Should Lukwago run, he will benefit from his closeness to Besigye. He recently appointed him his special mobiliser for the 2016 presidential elections and the move to grant him Nakawa may be aimed at appeasing him. Salim Uhuru, the NRM chairperson for Kampala Central, says whereas his camp is ready to take on Lukwago in any constituency, including Nakawa, he does not support the Bill coming at this time.


“Tabling the Bill now makes us (NRM) appear as if we are desperate to diffuse Lukwago at the time when we have a candidate in the race. President Yoweri Museveni brought democracy; we should be seen to defend it at all costs, even when it is not in our favour. Since power belongs to the people, let us take on Lukwago in the polls and if he defeats us, we concede,” Uhuru said. Efforts to speak to Ruhindi yesterday about the development were futile as he was not picking his calls.

 

LUKWAGO’S WOES

Lukwago’s woes started when he was thrown out of office in 2014 over abuse of office. He went silent, leaving everyone guessing his next move in the 2016 general elections. Politicians in different political camps wanted to know the political office he was eyeing in 2016.

Lukwago preferred to concentrate on his battles in courts of law. But last week, he declared that he would contest for the office of the Lord Mayor. The public declaration Lukwago made at Besigye’s rally at Nakivubo Stadium, threw hundreds of his supporters into wild jubilation.

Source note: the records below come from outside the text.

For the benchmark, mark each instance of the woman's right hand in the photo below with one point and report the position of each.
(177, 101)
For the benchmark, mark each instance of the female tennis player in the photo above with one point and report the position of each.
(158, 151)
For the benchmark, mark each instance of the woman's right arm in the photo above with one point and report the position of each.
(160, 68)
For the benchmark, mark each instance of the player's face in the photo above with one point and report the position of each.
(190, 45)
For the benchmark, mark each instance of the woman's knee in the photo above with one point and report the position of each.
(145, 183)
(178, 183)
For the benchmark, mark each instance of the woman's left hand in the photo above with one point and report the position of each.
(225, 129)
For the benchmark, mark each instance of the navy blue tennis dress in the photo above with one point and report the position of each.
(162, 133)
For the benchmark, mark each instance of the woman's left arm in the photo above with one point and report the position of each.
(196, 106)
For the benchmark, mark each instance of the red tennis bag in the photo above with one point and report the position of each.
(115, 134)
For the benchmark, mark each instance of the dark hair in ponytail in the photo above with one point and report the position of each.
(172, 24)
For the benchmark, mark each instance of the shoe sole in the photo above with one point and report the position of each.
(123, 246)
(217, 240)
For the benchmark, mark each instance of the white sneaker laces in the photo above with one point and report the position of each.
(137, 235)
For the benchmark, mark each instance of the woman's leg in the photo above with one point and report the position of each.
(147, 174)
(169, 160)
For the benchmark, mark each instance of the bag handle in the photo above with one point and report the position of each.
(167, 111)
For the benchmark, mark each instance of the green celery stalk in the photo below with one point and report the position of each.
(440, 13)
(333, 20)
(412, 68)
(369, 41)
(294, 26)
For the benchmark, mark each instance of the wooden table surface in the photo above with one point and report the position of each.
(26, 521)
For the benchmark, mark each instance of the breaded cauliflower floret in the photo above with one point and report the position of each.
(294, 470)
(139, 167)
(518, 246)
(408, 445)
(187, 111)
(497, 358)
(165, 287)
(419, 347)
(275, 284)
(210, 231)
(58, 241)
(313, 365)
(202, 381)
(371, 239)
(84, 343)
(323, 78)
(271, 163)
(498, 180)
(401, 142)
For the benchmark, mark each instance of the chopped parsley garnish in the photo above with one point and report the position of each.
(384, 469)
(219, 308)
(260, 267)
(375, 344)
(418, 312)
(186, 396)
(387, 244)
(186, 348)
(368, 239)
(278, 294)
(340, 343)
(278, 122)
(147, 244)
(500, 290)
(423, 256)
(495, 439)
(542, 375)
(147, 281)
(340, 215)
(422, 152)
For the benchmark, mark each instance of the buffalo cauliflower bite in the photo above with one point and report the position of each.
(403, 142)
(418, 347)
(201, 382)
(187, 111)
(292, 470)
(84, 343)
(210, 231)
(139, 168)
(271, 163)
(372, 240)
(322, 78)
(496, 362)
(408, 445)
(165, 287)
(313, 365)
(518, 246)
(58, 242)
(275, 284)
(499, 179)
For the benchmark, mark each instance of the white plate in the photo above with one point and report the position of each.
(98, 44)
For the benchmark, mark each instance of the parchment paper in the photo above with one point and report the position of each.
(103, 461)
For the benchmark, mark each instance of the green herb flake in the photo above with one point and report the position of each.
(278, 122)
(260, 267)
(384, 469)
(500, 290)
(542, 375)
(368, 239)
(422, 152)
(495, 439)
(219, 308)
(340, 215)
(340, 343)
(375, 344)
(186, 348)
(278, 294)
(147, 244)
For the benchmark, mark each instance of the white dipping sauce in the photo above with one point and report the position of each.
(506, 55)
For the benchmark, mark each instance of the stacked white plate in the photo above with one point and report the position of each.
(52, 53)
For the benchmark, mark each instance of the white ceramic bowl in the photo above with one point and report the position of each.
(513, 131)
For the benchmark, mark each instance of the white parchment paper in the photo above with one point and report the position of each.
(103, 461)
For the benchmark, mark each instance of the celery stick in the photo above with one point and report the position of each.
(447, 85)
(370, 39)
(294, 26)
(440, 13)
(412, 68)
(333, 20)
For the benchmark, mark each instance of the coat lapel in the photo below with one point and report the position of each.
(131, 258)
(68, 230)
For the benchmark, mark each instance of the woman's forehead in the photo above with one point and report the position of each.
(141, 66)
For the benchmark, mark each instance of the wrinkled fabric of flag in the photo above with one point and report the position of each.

The Lord Mayor commands a lot of support in Kampala, especially among the lower cadres, who work in markets. Lukwago’s supporters left Nakivubo ready to hit the city divisions to canvass for votes. Opposition legislators, led by FDC’s former leader of Opposition, Nandala Mafabi, on Thursday called for the delay to amend the Bill until after the 2016 general elections.


If the Bill is endorsed, Lukwago’s chances of becoming the Lord Mayor will become slim because KCCA is dominated by NRM councillors. If NRM retains the number of councillors in the council after the 2016 general elections, the next Lord Mayor can only be from the party.

At the time the Bill was tabled, NRM had endorsed dancehall musician, Daniel Kyeyune Kazibwe alias Ragga Dee as the party’s flag-bearer. Kazibwe is a newcomer in the city politics and pundits had ruled him out of the race, arguing that he is not Lukwago’s match.

It is not clear where the proposed Bill leaves Kazibwe, who injected millions of cash in the party primaries. Lukwago had started collecting signatures required by the Electoral Commission (EC) for the nominations.


The EC had also set the nomination date for people contesting for the lord mayorship, but the EC has put the process to a halt until the Minister for Kampala pronounces himself on the matter. Lukwago’s popularity in Kampala dates back to the time when he was Kampala Central MP, between 2001 and 2011.


As the area MP, Lukwago defended market vendors from being evicted by businessmen who had tendered the markets from the defunct Kampala City Council. Due to those ties, time came when vendors in Kisekka Market would dare anyone who touched Lukwago.